I'll have to change the accepted anwser. As usual, Martelli makes it even better. Damn him ! –  e-satis Jan 17 '10 at 16:41
    
I'll just have to keep practicing until I can give clear answers that cannot be improved upon. :) –  Mark Byers Jan 17 '10 at 16:49

A "u" prefix denotes the value has type unicode rather than str.

Raw string literals, with an "r" prefix, escape any escape sequences within them, so len(r"\n") is 2. Because they escape escape sequences, you cannot end a string literal with a single backslash: that's not a valid escape sequence (e.g. r"\").

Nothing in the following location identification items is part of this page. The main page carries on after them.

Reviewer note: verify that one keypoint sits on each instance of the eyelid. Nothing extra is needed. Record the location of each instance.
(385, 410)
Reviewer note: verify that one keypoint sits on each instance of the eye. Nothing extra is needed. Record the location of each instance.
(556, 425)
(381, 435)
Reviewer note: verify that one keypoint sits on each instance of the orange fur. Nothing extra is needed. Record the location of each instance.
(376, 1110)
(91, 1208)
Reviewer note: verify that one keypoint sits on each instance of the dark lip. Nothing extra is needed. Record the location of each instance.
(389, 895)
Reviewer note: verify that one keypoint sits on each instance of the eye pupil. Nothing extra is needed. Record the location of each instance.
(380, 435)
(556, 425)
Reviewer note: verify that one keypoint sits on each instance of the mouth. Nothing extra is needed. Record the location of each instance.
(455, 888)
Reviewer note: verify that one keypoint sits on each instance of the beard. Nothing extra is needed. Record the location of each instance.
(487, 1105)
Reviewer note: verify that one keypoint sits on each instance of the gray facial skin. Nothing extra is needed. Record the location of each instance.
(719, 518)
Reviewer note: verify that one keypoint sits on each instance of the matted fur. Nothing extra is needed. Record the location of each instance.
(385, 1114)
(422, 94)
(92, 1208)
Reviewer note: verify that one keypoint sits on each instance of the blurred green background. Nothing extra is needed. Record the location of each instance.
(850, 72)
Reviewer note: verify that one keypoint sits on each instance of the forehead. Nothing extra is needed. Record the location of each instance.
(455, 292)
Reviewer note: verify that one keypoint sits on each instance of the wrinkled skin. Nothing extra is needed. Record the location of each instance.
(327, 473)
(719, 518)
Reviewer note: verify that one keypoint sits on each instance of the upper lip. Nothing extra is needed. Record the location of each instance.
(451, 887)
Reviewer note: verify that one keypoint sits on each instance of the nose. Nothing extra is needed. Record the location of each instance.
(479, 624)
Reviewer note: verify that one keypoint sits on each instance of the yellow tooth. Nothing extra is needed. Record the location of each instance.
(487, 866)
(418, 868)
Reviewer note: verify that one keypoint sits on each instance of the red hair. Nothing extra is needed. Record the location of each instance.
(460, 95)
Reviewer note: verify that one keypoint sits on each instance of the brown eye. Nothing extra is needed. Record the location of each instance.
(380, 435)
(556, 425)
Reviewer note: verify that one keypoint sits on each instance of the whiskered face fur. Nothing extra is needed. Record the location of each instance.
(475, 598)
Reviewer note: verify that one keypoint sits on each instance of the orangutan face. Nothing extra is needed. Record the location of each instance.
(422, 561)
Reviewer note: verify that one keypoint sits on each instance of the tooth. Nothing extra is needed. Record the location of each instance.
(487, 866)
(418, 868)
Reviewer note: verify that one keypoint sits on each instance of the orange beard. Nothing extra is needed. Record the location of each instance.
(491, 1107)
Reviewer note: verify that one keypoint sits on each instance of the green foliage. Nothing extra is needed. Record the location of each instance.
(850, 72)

"Raw" is not part of the type, it's merely one way to represent the value. For example, "\\n" and r"\n" are identical values, just like 32, 0x20, and 0b100000 are identical.

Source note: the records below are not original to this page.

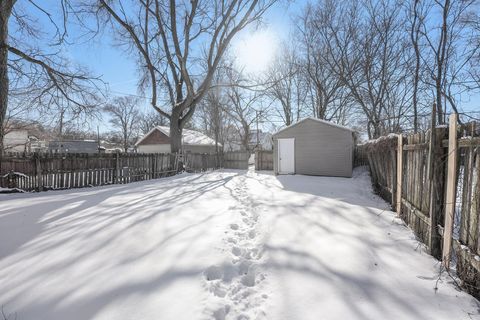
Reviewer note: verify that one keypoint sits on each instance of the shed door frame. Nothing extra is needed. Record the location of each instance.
(287, 141)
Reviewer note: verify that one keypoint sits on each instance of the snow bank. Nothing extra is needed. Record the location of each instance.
(222, 245)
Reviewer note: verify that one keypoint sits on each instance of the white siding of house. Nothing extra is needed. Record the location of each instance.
(153, 148)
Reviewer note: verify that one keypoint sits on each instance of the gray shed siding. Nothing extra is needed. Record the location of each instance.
(320, 149)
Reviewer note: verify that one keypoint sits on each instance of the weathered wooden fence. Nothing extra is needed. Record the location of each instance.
(263, 160)
(63, 171)
(236, 160)
(198, 162)
(382, 159)
(433, 182)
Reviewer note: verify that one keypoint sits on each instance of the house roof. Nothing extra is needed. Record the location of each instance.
(189, 137)
(317, 120)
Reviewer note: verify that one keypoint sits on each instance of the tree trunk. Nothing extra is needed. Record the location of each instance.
(5, 12)
(175, 134)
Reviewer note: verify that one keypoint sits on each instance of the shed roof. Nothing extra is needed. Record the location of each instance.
(189, 137)
(316, 120)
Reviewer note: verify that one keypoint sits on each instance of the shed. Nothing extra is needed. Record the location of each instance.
(314, 147)
(158, 141)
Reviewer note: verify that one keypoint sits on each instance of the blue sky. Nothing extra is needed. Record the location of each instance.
(119, 70)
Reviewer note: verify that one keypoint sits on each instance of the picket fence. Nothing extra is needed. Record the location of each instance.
(38, 172)
(433, 181)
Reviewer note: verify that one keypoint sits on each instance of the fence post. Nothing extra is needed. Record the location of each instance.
(399, 173)
(451, 189)
(436, 177)
(115, 170)
(38, 170)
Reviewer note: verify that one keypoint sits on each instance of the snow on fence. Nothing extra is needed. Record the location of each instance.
(264, 160)
(433, 182)
(236, 159)
(29, 172)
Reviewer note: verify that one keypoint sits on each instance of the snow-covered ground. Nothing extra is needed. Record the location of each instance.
(221, 245)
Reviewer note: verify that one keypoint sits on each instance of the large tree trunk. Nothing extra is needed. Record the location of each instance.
(5, 12)
(175, 134)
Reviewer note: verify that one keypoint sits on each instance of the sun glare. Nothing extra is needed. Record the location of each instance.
(255, 51)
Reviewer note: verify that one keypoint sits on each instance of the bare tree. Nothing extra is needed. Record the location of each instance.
(26, 63)
(327, 95)
(124, 116)
(150, 119)
(214, 120)
(179, 45)
(452, 49)
(286, 86)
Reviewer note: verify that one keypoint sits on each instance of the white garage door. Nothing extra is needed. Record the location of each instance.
(286, 156)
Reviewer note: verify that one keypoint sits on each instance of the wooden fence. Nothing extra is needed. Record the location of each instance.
(263, 160)
(29, 172)
(198, 162)
(236, 160)
(433, 182)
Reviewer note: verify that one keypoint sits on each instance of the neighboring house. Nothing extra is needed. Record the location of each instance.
(158, 141)
(234, 143)
(264, 141)
(16, 140)
(37, 145)
(315, 147)
(73, 146)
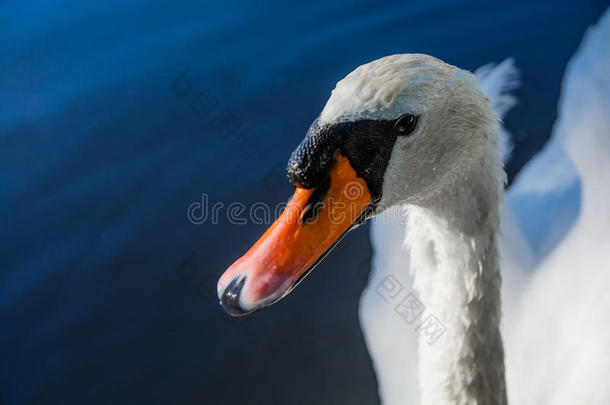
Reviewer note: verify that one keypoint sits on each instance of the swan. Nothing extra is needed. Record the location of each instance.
(556, 309)
(412, 135)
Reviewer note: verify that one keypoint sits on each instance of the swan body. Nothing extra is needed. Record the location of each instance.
(556, 306)
(415, 141)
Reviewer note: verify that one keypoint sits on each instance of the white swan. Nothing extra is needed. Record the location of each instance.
(556, 307)
(403, 131)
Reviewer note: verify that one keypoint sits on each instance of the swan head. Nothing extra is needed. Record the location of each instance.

You can have unicode raw string literals:

>>> u = ur"\n"
>>> print type(u), len(u)
<type 'unicode'> 2

The source file encoding just determines how to interpret the source file, it doesn't affect expressions or types otherwise. However, it's recommended to avoid code where an encoding other than ASCII would change the meaning:

Files using ASCII (or UTF-8, for Python 3.0) should not have a coding cookie. Latin-1 (or UTF-8) should only be used when a comment or docstring needs to mention an author name that requires Latin-1; otherwise, using \x, \u or \U escapes is the preferred way to include non-ASCII data in string literals.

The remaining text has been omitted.